Depending on the number of interfaces available, you will want to distribute interconnect network traffic across the number of available interfaces. This is done by assigning segment instances to a particular network interface and ensuring that the primary segments are evenly balanced over the number of available interfaces.

This is done by creating separate host address names for each network interface. For example, if a host has four network interfaces, then it would have four corresponding host addresses, each of which maps to one or more primary segment instances. The /etc/hosts file should be configured to contain not only the host name of each machine, but also all interface host addresses for all of the Greenplum Database hosts (master, standby master, segments, and ETL hosts).

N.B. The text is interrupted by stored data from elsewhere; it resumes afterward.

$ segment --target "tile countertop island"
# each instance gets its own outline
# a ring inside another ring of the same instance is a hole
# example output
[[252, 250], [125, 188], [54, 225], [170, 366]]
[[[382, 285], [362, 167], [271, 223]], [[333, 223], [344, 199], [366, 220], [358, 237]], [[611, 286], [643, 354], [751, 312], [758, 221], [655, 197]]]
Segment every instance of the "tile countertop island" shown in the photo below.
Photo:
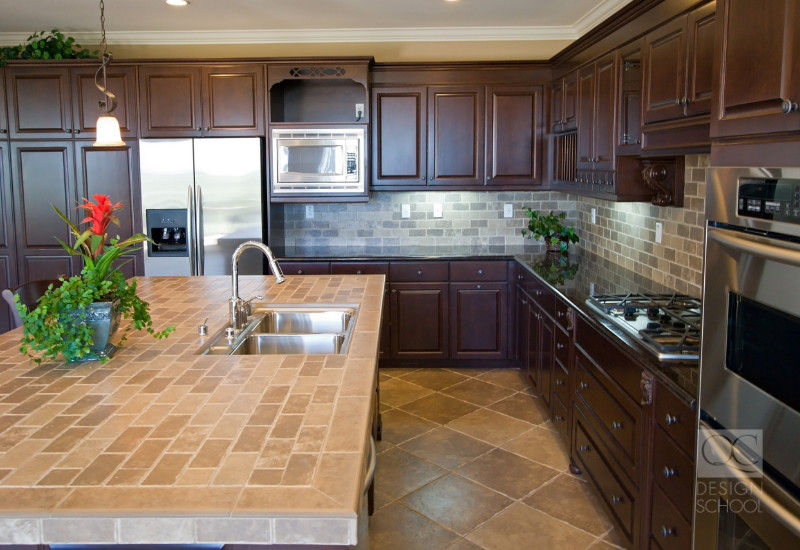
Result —
[[0, 335], [0, 545], [356, 544], [384, 277], [239, 286], [358, 305], [347, 353], [197, 355], [230, 277], [139, 278], [154, 326], [176, 330], [130, 332], [105, 363], [36, 365], [21, 329]]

With this configuration, the operating system automatically selects the best path to the destination. Greenplum Database automatically balances the network destinations to maximize parallelism.

Switch Configuration

This is an example when deploying Greenplum without any virtualization. Using multiple 10 Gigabit Ethernet switches within your Greenplum Database array, evenly divide the number of subnets between each switch. In this example configuration, if we had two switches, NICs 1 and 2 on each host would use switch 1 and NICs 3 and 4 on each host would use switch 2. For the master host, the host name bound to NIC 1 (and therefore using switch 1) is the effective master host name for the array. Therefore, if deploying a warm standby master for redundancy purposes, the standby master should map to a NIC that uses a different switch than the primary master.

About ETL Hosts for Data Loading

Greenplum supports fast, parallel data loading with its external tables feature. By using external tables in conjunction with Greenplum Database's parallel file server (gpfdist), administrators can achieve maximum parallelism and load bandwidth from their Greenplum Database system. Many production systems deploy designated ETL servers for data loading purposes. These machines run the Greenplum parallel file server (gpfdist), but not Greenplum Database instances.

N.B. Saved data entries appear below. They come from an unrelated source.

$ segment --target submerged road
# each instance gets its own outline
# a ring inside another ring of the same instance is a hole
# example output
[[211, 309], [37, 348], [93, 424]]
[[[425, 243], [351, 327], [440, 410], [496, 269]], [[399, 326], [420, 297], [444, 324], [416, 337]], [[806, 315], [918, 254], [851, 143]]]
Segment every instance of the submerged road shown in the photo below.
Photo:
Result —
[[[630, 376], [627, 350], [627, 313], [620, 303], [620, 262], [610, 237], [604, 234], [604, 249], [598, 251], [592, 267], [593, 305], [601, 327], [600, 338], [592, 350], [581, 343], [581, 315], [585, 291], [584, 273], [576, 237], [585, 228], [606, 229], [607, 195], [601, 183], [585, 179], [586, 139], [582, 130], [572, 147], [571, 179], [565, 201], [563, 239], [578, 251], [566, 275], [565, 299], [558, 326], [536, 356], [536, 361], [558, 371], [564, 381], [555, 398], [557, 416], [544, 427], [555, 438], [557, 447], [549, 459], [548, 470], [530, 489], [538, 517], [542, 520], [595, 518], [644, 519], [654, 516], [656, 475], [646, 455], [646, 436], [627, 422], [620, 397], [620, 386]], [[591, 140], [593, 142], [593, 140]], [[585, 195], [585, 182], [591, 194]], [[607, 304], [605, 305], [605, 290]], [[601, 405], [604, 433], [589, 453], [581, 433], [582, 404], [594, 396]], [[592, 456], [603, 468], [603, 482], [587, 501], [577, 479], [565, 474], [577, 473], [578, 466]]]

One advantage of using the gpfdist file server program is that it ensures that all of the segments in your Greenplum Database system are fully utilized when reading from external table data files.

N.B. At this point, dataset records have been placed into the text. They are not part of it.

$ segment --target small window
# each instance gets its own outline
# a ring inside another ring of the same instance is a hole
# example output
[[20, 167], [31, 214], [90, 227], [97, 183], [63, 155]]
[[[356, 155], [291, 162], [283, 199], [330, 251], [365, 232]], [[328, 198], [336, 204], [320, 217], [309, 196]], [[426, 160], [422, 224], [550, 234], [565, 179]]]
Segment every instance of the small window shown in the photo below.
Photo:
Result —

The gpfdist program can serve data to the segment instances at an average rate of about 350 MB/s for delimited text formatted files and 200 MB/s for CSV formatted files. Therefore, you should consider the following options when running gpfdist in order to maximize the network bandwidth of your ETL systems:

  • If your ETL machine is configured with multiple network interface cards (NICs) as described in Network Interface Configuration, run one instance of gpfdist on your ETL host and then define your external table definition so that the host name of each NIC is declared in the LOCATION clause (see CREATE EXTERNAL TABLE in the Greenplum Database Reference Guide). This allows network traffic between your Greenplum segment hosts and your ETL host to use all NICs simultaneously.
  • Run multiple gpfdist instances on your ETL host and divide your external data files equally between each instance. For example, if you have an ETL system with two network interface cards (NICs), then you could run two gpfdist instances on that machine to maximize your load performance. You would then divide the external table data files evenly between the two gpfdist programs.